Vishwaarth Vijayakumar, BS: No financial relationships to disclose

Stephen Hunt, MD, PhD, FSIR: Boston Scientific: Consultant (Ongoing), Speaking and Teaching (Ongoing); Guerbet: Research Grant Recipient (Ongoing); Instylla, Inc.: Research Grant Recipient (Ongoing)

Terence P. Gade, MD PhD: Astra Zeneca: Advisory Committee or Review Panel Member (Terminated); Instylla, Inc.: Research Grant Recipient (Ongoing); Trisalus Life Sciences: Advisory Committee or Review Panel Member (Ongoing)

Purpose: Hepatocellular carcinoma (HCC) carries high morbidity and mortality worldwide. To advance treatment strategies in interventional radiology, animal models that can undergo endovascular locoregional therapy would be valuable. Although rats with autochthonous models of HCC exist, models featuring patient-derived xenografts (PDX) offer powerful benefits in advancing our understanding and treatment of HCC.

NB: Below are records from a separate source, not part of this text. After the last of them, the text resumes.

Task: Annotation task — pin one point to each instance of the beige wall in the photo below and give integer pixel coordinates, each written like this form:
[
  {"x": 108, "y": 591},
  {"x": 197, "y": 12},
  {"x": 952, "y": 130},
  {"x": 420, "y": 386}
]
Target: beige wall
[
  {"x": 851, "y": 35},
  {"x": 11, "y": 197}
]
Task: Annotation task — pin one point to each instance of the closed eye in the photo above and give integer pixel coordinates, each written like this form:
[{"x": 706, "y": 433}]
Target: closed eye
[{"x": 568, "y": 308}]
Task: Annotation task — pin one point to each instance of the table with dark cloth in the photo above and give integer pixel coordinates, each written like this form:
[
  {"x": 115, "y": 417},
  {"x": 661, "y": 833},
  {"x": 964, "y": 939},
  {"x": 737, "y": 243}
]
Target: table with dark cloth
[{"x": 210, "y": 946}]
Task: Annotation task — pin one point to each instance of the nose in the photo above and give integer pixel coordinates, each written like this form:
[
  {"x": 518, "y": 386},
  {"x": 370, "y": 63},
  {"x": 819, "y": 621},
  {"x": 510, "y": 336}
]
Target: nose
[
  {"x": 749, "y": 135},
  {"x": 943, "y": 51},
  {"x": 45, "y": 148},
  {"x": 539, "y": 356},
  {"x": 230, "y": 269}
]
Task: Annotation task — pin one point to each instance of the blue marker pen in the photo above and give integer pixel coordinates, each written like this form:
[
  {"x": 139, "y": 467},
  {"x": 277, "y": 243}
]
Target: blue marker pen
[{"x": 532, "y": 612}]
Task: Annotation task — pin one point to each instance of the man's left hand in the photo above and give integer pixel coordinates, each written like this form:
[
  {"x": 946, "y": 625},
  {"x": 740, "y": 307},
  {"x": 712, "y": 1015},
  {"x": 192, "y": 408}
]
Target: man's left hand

Materials and Methods: Ultrasound-guided percutaneous HCC biopsies were implanted heterotopically into the flanks of immunodeficient mice (NSG, Jackson Labs). Mice-bearing tumors reaching >300 mm3 were euthanized and tumors were harvested for analysis and in vivo passaging. After two passages, mice were euthanized and tumor tissue was implanted orthotopically into immunocompromised rats (SRG, Charles River Laboratories) in the left and right medial liver lobes. Two weeks following implantation and weekly thereafter, rats underwent T2-weighted MRI to confirm successful implantation and evaluate tumor size. Blood samples were obtained weekly to quantify serum concentrations of alpha-fetoprotein by ELISA. Once tumors exceeded 300 mm3, rats underwent T1-weighted contrast-enhanced MRI and angiography to evaluate the feasibility of endovascular intervention as described previously {1}{2}{3}.

Results:
Two cohorts (n=4/cohort) of rats were implanted with PDX tissue with each cohort sharing tumor tissue derived from a unique patient. Overall, these models demonstrated a tumor engraftment rate of 87% on a per tumor basis and a 100% engraftment rate on a per rat basis. Average specific tumor growth rates were 15.81 +/- 8.73 mm3/day in the first cohort, and 1.91 +/- 3.36 mm3/day in the second. Serum AFP levels increased consistently by 982 ng/mL/day to 45,954 ng/mL at 68 days post-implantation (n = 3). Dynamic contrast-enhanced T1-weighted MR imaging as well as proper hepatic arteriography via a transfemoral approach in two animals (1 from each cohort) demonstrated hypervascular masses corresponding to the tumors identified on MRI.

Conclusion: Patient-derived orthotopic xenotransplantation can produce a robust rat model of HCC amenable to endovascular locoregional therapy using techniques that mimic clinical protocols. This novel model holds the promise to enable the advancement of tumor-specific treatment strategies in the practice of interventional radiology.